When I consider those questions, I immediately think of Greensboro, North Carolina, home of Jack Bailey and Steve Vincent, two Help-U-Sell brokers doing a great job of putting young people into their first homes. It is a marketplace where housing is relatively inexpensive: the median sale price is still below $200,000. It is also a market where employers are expanding, so there are jobs. This may be a great place to seek out Millennials.

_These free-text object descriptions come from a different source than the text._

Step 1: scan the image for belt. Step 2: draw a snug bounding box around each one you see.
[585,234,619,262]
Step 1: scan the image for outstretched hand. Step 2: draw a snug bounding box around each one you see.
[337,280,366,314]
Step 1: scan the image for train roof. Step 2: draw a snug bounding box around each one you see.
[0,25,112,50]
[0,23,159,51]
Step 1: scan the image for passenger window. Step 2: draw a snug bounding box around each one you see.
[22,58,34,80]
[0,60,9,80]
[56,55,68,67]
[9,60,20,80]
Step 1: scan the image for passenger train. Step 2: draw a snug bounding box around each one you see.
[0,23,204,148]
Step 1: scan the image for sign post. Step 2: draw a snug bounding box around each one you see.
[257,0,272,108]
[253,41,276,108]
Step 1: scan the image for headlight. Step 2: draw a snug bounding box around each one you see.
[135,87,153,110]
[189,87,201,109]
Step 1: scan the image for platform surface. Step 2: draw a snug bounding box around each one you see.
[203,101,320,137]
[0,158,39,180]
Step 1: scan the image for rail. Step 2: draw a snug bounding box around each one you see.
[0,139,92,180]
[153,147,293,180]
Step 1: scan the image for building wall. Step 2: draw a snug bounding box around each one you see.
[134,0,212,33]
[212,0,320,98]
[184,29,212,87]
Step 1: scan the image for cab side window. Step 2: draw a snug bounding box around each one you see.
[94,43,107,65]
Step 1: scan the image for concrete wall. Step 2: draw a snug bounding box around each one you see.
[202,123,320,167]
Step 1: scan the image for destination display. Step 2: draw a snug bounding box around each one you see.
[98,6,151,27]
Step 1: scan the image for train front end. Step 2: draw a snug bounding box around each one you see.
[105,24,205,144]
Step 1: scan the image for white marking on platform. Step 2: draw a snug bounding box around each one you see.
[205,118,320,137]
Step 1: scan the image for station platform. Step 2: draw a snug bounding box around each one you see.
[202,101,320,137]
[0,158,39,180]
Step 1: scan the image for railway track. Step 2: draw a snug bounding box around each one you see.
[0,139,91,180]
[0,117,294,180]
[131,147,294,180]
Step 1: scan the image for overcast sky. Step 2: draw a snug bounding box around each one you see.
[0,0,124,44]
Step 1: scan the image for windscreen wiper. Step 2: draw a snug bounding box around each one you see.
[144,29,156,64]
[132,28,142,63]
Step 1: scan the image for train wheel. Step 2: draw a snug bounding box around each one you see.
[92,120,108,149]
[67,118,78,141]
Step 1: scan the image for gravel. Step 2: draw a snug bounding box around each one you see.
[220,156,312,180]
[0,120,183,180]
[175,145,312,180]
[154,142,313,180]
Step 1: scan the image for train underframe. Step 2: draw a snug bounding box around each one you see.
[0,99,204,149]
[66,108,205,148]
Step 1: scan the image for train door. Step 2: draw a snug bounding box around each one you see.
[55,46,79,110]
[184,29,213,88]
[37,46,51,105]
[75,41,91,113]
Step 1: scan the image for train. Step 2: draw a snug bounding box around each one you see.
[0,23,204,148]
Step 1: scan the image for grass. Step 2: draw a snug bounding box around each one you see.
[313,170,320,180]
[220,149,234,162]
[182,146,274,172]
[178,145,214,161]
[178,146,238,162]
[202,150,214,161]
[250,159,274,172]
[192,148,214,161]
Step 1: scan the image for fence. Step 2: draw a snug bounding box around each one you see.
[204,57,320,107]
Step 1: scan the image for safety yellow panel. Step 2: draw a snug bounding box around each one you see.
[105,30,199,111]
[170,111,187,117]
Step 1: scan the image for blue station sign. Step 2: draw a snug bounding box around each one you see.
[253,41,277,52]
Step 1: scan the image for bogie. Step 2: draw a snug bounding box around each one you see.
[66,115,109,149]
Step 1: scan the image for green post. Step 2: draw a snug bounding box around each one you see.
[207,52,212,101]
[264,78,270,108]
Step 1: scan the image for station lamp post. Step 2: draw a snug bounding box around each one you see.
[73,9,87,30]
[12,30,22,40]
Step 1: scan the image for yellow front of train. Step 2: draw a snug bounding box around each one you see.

But then I consider David Bartels in Westlake Village, CA. There, the median sale price is $775,000. Yes there are some lower priced areas close by, and there are even lower priced condos, but prices still put those properties out of the reach of most Millennials. You’d think Ventura County with its proximity to the employment mecca of Los Angeles would be a perfect Millennial market . . . but affordability creates huge headaches for this group here (despite what I wrote about Millennials in your blog, David).
Look at your market place and make a logical decision about whether or not to target Millennials. Consider home prices, employment opportunities and typical starting salaries. You may discover that it’s not worth pursuing this group at all . . . despite what the pundits may say!